Imitation of life? - Live!
Kurz nach 20:00 Uhr in
der Stuttgarter Schleyer Halle: das Licht geht aus und Michael
Stipe betritt die Bühne - doch nicht etwa um das seit langem
ausverkaufte Konzert von R.E.M. zu beginnen, sondern um die Support
Band anzukündigen: "The Thrills" aus Dublin. Und die haben
zunächst mal mit dem Los aller Vorgruppen zu kämpfen:
schlechtem Sound (und wenig Licht). Ob allerdings bei besserem Sound
mehr dabei rausgekommen wäre, wage ich zu bezweifeln: zu
ähnlich klangen die Songs und zu gleichförmig agierten die 5.
Da half es auch nicht, dass R.E.M.s Peter Buck, der auch auf dem
letzten Album der Thrills zu hören ist, sich samt Mandoline
zu einem Song auf die Bühne gesellte. Schade eigentlich, denn der
Sänger kann wirklich singen und seine Mitstreiter waren auch nicht
schlecht, aber das Songmaterial war leider nur durchschnittlich.
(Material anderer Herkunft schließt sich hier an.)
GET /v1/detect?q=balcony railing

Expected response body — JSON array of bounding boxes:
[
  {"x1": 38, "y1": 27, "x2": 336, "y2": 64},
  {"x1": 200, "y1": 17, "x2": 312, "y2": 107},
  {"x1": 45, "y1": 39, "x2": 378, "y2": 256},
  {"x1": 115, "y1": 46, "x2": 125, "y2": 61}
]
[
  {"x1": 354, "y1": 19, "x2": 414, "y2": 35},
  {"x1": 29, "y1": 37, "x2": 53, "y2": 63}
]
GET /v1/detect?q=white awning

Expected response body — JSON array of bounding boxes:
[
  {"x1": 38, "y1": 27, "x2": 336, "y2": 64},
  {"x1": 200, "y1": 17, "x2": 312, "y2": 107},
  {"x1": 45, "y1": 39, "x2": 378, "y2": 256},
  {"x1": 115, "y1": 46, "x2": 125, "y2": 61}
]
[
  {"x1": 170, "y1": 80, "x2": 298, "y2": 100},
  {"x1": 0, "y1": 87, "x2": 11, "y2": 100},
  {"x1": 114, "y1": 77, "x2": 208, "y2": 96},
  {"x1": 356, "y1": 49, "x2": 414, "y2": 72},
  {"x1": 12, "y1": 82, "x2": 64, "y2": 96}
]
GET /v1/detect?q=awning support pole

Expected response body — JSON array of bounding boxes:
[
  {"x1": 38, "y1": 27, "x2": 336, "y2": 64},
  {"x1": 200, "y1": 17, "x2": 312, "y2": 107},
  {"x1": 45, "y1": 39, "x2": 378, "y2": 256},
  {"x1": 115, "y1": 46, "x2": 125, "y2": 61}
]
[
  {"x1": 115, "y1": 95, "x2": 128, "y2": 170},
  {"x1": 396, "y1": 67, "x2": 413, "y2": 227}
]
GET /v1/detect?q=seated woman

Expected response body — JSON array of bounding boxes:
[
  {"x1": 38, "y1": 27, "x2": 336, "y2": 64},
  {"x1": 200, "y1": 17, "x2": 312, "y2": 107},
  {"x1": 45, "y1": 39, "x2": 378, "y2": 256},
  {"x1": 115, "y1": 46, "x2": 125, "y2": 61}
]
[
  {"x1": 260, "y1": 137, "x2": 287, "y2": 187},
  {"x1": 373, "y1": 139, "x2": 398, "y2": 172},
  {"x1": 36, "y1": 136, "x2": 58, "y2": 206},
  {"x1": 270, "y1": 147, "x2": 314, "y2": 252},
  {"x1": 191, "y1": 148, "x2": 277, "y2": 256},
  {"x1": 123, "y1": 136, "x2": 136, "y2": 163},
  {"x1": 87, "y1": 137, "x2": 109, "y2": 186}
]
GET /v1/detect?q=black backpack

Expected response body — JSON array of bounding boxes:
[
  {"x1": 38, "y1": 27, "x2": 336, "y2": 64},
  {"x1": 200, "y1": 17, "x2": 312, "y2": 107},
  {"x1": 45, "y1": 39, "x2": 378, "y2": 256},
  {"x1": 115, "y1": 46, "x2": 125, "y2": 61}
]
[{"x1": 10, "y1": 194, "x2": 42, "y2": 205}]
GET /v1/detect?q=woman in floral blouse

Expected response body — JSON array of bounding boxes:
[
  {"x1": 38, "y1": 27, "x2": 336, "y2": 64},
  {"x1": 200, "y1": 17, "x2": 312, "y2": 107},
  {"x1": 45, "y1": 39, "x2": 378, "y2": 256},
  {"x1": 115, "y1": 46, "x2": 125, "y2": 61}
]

Nach den Thrills folgte eine lange Umbaupause und um 21:20 Uhr betraten
die 3 R.E.M.s, verstärkt um 3 weitere Musiker, die Bühne, um
mit "I took your name" und "The Wake -Up Bomb" musikalisch gleich
mal für Stimmung zu sorgen wobei Sänger Michael Stipe
optisch mit einem Anzug kombiniert mit aufgemalter Panzerknacker
Augenbinde überraschte. Sensationell: der glasklare Sound und die
exquisite Lightshow, die zusammen mit dem großen Videodisplay den
großen Nachteil der Schleyerhalle ausglich: die niedrige
Bühnenhöhe. Optisch war das schon mehr als
beindruckend: Leuchtstäbe
vor verspiegeltem Bühnenhintergrund sorgten zusammen mit einer
Kombination aus Live-Bildern und künsterisch gestalteten
Videoeinspielungen zusammen mit der "normalen" Lightshow zur passenden
Stimmung zu jedem Song.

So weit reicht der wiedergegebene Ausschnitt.